I found that these storms were a lot more scary than the thunderstorms that frightened me as a kid. The same threat was there, but it was a lot more terrifying because these storms threatened to destroy everything that I had built in my life. When I was 15, I experienced one of the biggest storms of my life thus far. I wrestled with the person I was and who I had to become in the aftermath of the storm. It took me two full years to rebuild following that storm. When I was 17, I experienced the worst storm yet-it destroyed everything I had wanted and planned for my life. I was at a complete loss, and it took me the better half of three years to get my boat back to the shore and finally come out on the other side.

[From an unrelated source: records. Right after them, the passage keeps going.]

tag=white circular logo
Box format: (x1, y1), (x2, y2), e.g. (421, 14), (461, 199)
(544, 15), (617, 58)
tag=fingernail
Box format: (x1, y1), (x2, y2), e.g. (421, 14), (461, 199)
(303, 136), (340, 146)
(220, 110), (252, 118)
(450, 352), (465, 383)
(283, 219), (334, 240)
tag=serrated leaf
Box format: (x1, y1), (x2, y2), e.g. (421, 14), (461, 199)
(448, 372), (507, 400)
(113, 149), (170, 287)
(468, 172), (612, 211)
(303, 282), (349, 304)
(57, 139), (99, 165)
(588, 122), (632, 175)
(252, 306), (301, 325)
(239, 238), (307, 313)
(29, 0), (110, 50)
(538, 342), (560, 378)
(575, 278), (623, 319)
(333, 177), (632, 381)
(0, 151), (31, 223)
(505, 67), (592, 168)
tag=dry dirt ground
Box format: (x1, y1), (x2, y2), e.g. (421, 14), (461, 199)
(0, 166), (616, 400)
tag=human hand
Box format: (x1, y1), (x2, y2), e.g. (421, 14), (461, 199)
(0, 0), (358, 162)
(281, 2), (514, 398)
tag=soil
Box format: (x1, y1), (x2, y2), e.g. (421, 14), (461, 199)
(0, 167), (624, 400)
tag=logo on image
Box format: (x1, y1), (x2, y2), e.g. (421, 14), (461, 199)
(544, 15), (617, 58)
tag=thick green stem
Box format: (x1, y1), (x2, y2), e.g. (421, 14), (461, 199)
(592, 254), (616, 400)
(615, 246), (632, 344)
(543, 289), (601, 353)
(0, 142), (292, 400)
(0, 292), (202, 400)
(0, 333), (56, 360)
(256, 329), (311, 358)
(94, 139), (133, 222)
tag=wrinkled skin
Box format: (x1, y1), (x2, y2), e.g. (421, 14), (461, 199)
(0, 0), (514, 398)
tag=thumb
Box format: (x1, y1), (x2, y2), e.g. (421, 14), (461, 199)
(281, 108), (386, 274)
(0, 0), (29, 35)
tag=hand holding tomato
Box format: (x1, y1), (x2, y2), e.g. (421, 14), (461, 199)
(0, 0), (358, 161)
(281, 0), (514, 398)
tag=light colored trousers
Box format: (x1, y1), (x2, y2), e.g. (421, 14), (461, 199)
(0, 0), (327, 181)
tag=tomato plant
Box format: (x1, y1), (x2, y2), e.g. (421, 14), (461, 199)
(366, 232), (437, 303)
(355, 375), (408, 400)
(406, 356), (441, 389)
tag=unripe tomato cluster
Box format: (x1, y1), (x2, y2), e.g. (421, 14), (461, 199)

After coming out on the other side of these storms, I learned something that I never thought possible. Although the storms were scary, and they threatened to destroy me, they didn’t break me. Despite the numerous amount of times I thought that it was the end, suddenly the thunder rumbled a little quieter around me. One thing that I’ve learned to be true of storms is this: you’re not the same person you were when you entered the storm, and that’s okay.
Maybe the storms that we face are the things that bring about the change we need in our lives. Maybe the fear and the pain show us more about who we are than anything else ever could. And maybe, just maybe, the storms we face are the very things that save our lives. I’m not the same person I was in the summer before my 16th birthday, and I wouldn’t ever want to go back. I’m nowhere near the person I was in the fall before my senior year of high school, and that’s okay.
We need storms in our lives. Even though they’re scary and they’re painful, they shape the people we become, and more importantly, the people we need to be in order to face what’s coming next. I think we spend so much of our lives trying to run from the storms when we need to find the courage to walk through them. I guarantee that we won’t regret it by the time we walk out on the other side.